Paul Bissonnette has played 202 games in the National Hockey League. The former Pittsburgh Penguins and Arizona Coyotes winger has built himself a sizeable social media following through his @BizNasty2point0 Twitter account and Instagram page.
Bissonnette fielded questions from readers at The Players’ Tribune, where he spilled on the role analytics have played in diminishing hockey fights, fans’ perception of enforcers, and the anxiety associated with the build up to a fight.
Asked if NHL enforcers carried their tough-guy personas away from the rink, Bissonnette had this to say:
“For the most part, no.
Take a guy like Jody Shelley. I’m sure people think he’s a complete meathead because of the role he played and how he played it. He’s one of the scariest guys I’ve ever fought against because he truly put on a mask to become a different person on the ice.
But when I met him off the ice, he couldn’t have been any more different. He’s such a great guy. He’s articulate, he’s funny and he’s very intelligent. And there are a lot of similar examples. Guys like Kevin Westgarth, who went to Princeton. Same goes for George Parros.”
Bissonnette was asked about his game-day preparation ahead of a matchup where he expected to fight the opponent’s heavyweight:
“It’s a lot of restlessness. It’s a lot of anxiety. It’s a lot of imagining the worst in your own head.
The lead-up to a fight is one of my least favorite things about this job.
It’s probably not so different than fighting in the UFC, where I’m sure they get nerves right before the fight or the night before. But the difference is they have one fight every few months, and we play through an 82-game season. That’s a lot of time thinking about getting hurt — and actually getting hurt.
The biggest thing I look forward to in retirement is no longer having that feeling of dread on game day.”
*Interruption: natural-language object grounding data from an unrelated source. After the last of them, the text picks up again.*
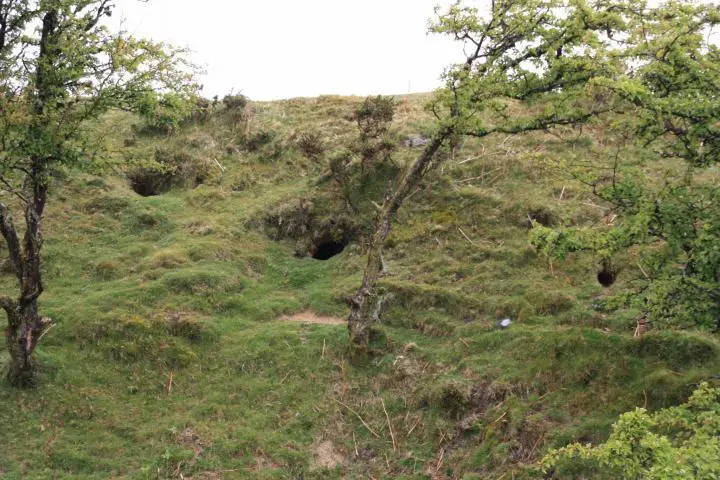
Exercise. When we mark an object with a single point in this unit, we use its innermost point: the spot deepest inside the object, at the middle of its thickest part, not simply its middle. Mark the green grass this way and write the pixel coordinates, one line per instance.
(170, 357)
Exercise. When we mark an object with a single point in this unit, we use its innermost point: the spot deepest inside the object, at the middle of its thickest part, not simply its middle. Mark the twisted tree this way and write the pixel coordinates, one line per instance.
(59, 68)
(527, 68)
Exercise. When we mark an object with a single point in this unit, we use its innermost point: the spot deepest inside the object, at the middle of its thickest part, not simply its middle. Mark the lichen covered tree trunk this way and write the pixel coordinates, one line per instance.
(25, 325)
(364, 305)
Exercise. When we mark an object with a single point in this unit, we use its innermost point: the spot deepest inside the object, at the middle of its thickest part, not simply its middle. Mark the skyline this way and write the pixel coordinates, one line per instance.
(260, 49)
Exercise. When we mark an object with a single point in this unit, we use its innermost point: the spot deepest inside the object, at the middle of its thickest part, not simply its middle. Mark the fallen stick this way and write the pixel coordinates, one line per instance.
(359, 418)
(466, 237)
(392, 435)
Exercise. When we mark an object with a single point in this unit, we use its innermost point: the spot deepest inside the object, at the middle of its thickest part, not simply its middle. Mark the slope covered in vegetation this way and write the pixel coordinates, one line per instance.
(179, 351)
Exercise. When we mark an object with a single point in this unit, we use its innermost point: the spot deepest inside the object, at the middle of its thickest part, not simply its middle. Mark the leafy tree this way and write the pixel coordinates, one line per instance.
(675, 443)
(528, 67)
(668, 104)
(59, 68)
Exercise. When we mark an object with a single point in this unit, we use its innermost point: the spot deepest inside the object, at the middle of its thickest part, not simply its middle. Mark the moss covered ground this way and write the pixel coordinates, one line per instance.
(173, 356)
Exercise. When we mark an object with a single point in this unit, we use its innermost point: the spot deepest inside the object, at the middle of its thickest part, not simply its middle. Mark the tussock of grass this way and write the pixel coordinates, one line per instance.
(168, 358)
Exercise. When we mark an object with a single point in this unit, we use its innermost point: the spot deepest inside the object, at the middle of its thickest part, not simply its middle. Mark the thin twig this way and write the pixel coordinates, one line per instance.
(392, 435)
(45, 332)
(500, 418)
(359, 418)
(466, 237)
(413, 427)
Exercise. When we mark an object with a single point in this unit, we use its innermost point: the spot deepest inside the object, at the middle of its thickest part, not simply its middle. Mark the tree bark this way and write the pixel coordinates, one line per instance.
(364, 304)
(25, 325)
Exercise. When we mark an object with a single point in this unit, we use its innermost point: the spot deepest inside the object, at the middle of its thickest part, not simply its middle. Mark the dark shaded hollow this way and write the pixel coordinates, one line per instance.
(606, 277)
(144, 189)
(327, 249)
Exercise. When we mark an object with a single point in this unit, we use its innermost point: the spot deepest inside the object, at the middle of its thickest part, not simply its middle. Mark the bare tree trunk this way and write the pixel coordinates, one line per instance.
(364, 304)
(25, 325)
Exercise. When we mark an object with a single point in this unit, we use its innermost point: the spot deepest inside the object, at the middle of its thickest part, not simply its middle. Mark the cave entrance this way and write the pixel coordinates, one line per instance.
(327, 249)
(606, 277)
(144, 189)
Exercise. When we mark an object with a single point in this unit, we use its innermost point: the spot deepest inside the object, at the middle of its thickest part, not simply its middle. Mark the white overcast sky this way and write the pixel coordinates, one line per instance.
(271, 49)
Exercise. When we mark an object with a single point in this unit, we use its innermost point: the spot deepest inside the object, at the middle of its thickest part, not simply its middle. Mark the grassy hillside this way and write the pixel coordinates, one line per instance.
(183, 350)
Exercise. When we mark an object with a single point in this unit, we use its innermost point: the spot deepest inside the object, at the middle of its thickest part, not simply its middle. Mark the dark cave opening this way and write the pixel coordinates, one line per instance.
(606, 277)
(327, 249)
(145, 189)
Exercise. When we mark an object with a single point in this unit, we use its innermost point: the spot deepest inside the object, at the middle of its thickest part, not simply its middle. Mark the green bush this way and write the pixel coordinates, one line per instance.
(675, 443)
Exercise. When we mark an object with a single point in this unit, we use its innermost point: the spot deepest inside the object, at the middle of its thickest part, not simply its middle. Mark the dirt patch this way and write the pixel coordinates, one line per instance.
(310, 317)
(188, 438)
(327, 457)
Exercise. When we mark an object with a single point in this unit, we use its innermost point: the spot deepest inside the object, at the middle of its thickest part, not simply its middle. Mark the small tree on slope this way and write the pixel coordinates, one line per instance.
(59, 68)
(541, 54)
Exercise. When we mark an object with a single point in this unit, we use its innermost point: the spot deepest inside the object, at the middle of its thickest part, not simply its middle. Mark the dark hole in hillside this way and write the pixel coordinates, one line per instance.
(544, 217)
(606, 277)
(149, 184)
(327, 249)
(144, 189)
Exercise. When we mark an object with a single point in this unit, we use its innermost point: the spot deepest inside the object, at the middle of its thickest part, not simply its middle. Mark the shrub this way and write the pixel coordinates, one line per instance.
(311, 144)
(235, 102)
(675, 443)
(375, 115)
(165, 113)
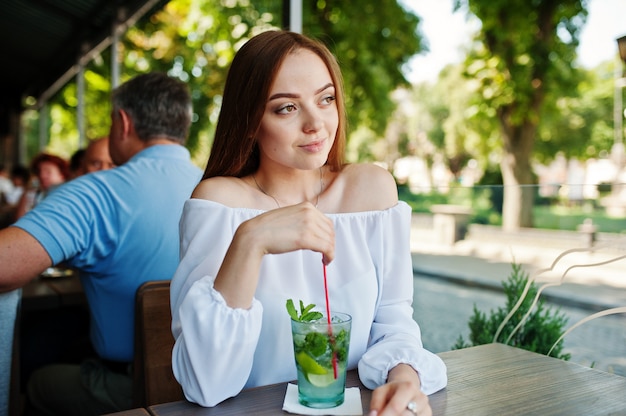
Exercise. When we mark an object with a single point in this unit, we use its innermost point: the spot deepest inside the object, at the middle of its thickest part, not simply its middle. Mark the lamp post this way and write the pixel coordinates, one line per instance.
(620, 82)
(617, 205)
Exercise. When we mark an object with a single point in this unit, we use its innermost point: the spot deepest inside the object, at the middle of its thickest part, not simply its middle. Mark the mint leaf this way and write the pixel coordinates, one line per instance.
(306, 314)
(291, 309)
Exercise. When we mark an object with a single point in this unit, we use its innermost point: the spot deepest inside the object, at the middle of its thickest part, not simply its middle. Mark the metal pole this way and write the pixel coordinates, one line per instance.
(295, 16)
(80, 108)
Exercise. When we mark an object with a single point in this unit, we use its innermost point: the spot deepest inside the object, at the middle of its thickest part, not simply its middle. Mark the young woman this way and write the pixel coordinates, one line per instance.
(276, 201)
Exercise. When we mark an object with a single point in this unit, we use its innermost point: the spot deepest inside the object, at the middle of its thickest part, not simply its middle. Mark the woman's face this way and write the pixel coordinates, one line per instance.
(49, 175)
(300, 121)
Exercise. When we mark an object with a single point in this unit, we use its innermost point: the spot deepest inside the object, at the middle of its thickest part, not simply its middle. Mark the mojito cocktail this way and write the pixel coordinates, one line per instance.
(321, 357)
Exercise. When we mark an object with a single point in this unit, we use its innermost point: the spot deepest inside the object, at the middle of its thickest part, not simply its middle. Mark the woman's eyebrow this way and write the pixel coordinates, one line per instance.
(291, 95)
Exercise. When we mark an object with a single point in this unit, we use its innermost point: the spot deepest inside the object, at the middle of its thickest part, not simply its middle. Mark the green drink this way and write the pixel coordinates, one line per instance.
(321, 359)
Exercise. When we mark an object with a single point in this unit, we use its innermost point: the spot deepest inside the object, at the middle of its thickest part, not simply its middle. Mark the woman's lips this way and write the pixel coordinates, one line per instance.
(313, 147)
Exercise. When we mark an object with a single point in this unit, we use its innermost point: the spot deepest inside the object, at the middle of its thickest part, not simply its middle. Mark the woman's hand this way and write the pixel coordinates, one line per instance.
(401, 395)
(296, 227)
(283, 230)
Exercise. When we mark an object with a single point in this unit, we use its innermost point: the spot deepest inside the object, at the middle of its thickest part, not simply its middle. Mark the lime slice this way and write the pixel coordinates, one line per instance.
(322, 380)
(309, 365)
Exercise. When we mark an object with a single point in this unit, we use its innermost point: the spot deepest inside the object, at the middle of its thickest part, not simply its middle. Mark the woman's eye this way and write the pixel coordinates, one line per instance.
(328, 100)
(286, 109)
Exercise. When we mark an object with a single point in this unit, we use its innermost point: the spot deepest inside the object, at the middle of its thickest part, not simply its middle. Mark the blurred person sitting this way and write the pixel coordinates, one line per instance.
(6, 186)
(119, 228)
(20, 177)
(92, 158)
(50, 171)
(76, 163)
(97, 156)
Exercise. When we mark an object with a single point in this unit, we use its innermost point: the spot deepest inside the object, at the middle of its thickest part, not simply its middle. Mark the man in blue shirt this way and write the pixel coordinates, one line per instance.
(119, 228)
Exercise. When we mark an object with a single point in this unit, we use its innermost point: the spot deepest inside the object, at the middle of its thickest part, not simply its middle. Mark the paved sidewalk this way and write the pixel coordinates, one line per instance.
(484, 259)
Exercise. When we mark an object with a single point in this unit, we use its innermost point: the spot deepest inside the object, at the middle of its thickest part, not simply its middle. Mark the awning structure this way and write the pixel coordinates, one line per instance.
(42, 43)
(41, 40)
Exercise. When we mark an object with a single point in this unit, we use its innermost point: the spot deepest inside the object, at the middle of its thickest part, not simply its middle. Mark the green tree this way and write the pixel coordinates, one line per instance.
(195, 40)
(524, 49)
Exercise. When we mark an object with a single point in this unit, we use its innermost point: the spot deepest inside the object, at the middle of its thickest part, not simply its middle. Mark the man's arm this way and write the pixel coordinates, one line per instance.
(22, 258)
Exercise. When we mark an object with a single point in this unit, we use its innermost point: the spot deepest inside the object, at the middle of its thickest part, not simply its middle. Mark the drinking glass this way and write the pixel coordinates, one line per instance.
(321, 356)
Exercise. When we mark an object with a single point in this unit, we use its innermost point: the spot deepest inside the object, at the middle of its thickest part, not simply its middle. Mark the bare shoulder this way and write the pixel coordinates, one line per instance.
(367, 187)
(226, 190)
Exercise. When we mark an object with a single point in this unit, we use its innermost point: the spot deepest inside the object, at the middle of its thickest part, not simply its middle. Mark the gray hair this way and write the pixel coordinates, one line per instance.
(160, 106)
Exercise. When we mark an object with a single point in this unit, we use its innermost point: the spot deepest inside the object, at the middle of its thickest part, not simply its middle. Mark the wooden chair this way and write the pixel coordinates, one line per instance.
(154, 380)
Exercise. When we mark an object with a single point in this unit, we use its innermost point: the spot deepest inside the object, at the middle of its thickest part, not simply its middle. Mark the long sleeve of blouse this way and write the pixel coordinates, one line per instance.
(220, 350)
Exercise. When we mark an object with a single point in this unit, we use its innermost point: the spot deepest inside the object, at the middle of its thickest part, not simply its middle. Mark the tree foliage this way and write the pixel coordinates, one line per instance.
(195, 40)
(523, 51)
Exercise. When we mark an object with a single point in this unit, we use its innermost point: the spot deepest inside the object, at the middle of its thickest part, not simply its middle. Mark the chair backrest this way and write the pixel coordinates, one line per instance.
(154, 380)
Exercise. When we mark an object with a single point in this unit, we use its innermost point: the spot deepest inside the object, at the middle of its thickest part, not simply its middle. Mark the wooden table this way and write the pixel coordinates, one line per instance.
(497, 379)
(140, 411)
(493, 379)
(50, 293)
The 30-year-old pugilist was asked for his thoughts on teams’ apparent shift away from carrying a player whose primary role is to fight, and the role analytics have played in roster construction. Bissonnette believes modern statistics ignore some key components of the game, like the effect linemates can have on Corsi and Fenwick numbers.
Of course, any proponent of advanced analytics will quickly point out that context is key and, in most cases, readily accessible to further one’s understanding of what’s taking place on the ice. Still, Bissonnette doesn’t like the idea of possession totals influencing negotiations:
“Your advanced stats are generally more of a reflection of which lines you’re playing with and against.
Ultimately, teams don’t draft based on Corsi or possession numbers. You draft a player because you’ve watched how they perform on the ice and then consider their potential to improve.
But somehow they’re starting to use this bulls–t in contract negotiations. You have teams saying, “Oh, wow, look at this player in Chicago who had a 60 percent possession number.” Well, yeah, because he’s an average player playing with Toews and Kane. So all of the sudden a team signs him for $3 million a year even though he’s a $1.5 million a year player, and they’re shocked when his possession isn’t as good. Are you kidding me?
In the end, the video tells the tale: Did you win your battles, did you execute your plays, did you capitalize?”
Bissonnette has not played in the NHL since the 2013-14 season, when he appeared in 39 games with the Arizona Coyotes. He signed a one-year deal with the Los Angeles Kings’ relocated AHL affiliate, the Ontario Reign, this past summer. Bissonnette played 48 games with the Kings’ AHL affiliate Manchester Monarchs last season, earning one goal and seven points and 167 penalty minutes.